Furnished with ambition my tiny flat was dark and noisy: from the window facing the yard of the compound came little light but many smells and sounds. It was fun to walk to buy bread in the morning through a bustling side street, be surrounded by so many males - policemen at the police office next door and shopkeepers on out street, and find the Istiklal Street as lively at 5 am as it is at 3 pm on any given day. But it was so overwhelming, loud and so lonely that I could not see myself living in this area long-term.

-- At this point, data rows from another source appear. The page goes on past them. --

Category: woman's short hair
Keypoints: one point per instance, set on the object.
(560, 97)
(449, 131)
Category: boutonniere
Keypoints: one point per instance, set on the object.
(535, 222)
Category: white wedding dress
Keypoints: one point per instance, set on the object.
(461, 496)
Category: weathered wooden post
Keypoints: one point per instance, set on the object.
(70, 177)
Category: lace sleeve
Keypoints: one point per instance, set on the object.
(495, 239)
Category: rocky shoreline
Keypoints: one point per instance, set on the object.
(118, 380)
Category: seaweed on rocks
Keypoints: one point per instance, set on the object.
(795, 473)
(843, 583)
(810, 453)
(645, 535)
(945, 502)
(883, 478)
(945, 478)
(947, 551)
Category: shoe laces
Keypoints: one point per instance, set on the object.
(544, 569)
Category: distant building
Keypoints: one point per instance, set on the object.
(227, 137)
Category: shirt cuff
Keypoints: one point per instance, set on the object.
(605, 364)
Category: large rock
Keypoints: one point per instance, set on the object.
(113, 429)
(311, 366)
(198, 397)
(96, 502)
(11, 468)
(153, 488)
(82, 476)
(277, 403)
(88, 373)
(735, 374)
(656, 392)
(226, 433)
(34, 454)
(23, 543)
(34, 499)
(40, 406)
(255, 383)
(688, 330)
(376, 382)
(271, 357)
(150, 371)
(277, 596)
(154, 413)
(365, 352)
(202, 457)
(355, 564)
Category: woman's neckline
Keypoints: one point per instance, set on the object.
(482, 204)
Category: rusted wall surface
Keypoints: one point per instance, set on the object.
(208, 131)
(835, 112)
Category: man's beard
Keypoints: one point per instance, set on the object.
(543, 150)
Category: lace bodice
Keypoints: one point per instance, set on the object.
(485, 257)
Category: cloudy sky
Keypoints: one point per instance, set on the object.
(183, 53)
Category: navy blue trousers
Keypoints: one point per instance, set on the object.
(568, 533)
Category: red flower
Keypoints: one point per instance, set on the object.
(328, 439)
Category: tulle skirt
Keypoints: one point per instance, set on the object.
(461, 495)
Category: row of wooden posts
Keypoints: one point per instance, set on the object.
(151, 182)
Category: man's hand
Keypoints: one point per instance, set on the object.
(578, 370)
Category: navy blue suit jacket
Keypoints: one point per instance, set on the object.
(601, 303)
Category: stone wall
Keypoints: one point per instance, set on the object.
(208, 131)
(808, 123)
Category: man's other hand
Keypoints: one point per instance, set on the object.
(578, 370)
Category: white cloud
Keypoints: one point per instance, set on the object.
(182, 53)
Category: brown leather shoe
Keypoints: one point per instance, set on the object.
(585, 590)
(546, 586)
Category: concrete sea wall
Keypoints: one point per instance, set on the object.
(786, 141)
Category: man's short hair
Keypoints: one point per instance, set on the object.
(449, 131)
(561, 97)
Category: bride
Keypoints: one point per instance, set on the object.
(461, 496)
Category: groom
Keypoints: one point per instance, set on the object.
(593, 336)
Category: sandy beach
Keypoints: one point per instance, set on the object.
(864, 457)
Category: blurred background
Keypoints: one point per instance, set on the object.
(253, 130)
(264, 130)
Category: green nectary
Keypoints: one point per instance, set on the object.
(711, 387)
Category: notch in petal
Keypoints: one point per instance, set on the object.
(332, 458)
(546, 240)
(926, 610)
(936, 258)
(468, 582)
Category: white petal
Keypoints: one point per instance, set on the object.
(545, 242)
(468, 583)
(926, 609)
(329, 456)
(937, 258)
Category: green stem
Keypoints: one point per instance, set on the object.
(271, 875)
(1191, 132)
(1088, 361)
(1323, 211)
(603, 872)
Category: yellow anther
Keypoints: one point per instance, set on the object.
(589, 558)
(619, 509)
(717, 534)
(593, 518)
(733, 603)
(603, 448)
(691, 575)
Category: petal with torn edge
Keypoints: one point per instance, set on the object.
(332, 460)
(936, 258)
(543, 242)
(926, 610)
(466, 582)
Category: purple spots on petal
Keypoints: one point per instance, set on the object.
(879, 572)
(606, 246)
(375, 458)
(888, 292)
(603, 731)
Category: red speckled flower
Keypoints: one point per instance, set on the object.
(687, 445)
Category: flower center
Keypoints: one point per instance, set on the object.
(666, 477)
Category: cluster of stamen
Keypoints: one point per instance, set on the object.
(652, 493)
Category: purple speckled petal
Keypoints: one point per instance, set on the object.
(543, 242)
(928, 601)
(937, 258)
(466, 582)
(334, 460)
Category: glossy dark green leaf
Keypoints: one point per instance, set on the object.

Özgür, on the other hand, is a European side adept and fan. His boarding school, prestigious Lycée de Galatasaray, is located right in the middle of the long boulevard and he has definitely got many memories and affection about the area I find too hard to share. Sometimes out of nostalgia he takes me for a crawl around the bars and clubs in the area, many run by his friends.
Now and then he tells me I should develop a food walk around Istiklal Street too and I can see his passion for the area when he outlines a possible program. Historical hotels, markets and restaurants, swiping views, legendary tastes, modern twists - Istiklal Street has it all. But I just feel so intimidated by its chaos and foreignness. It is not Istanbul how I know and love it so I would not able to share any passion with my clients.
Yet just after the recent chat with Özgür about the Istiklal Street food walk I happened to pass through the street the next day. I took side lanes. The side streets of Istiklal is another world. Many of those worlds. As you head out from the Taksim square you can turn left down the hill to discover bohemian appeal of Cihangir and Çukurcuma. If you rather turn right you will find gipsy spirit and inhabitants of Tarlabaşi and its surroundings.
I turned right after the Çiçek Pasajı to the fish market and then left along the Meşrutiet Caddesi and just before Istanbul Culinary Institute turned left into a large yard. I was astound by its size and ambiance.

I pulled a short-leg chair, asked for sage tea and looked around. The whole essence of Istanbul could fit into this tea court. Hat shop featuring the late 19 century fashion next to a lingerie shop with a mannequin dressed in the a sensual radical lilac underwear. Old books stall chosen by the neighborhood cat as her sun bed. Shop selling eastpacks next to the no-brand bags. Sound of backgammon at the background. People passing for business and shopping. Tourists stopping all of a sudden and looking up the building facade. Students drinking tea, group of girls in blue stockings and red skirts, lady who seats next to me and lights a cigarette without much ceremony.
All that nestled amidst the walls of the building of indefinite age. And the name - Cafe Grand Boulevard - which reminded me of those the multiple Casablanca establishments with huge salons and terraces in the passages open to the road where the people would pass time, chat and watch others.
All of a sudden the complexity and chaos of Istiklal Street made sense just as Istanbul does. I was sipping my tea and thinking that after all maybe there is a way to love Istiklal.
Useful address: Cafe Grand Boulevard, Istiklal Street, Hangeçidi Sok. No. 116/ 3A. Hazzo Pulo Pasajı. Perfect pit stop when touring Istiklal. I can highly recommend their natural herbal teas - sage, linden, rose-hip, fennel and more pop - apple, green, flower mix that goes as love tea, the term coined by the sellers of the Istanbul Spice Market.



I know how you feel about Istiklal but we have found some wonderful places to eat around there…have you tried Üçüncü Mevki, or Mekan? I have seen the Cafe Grand Blvd. many times but now will definitely stop in.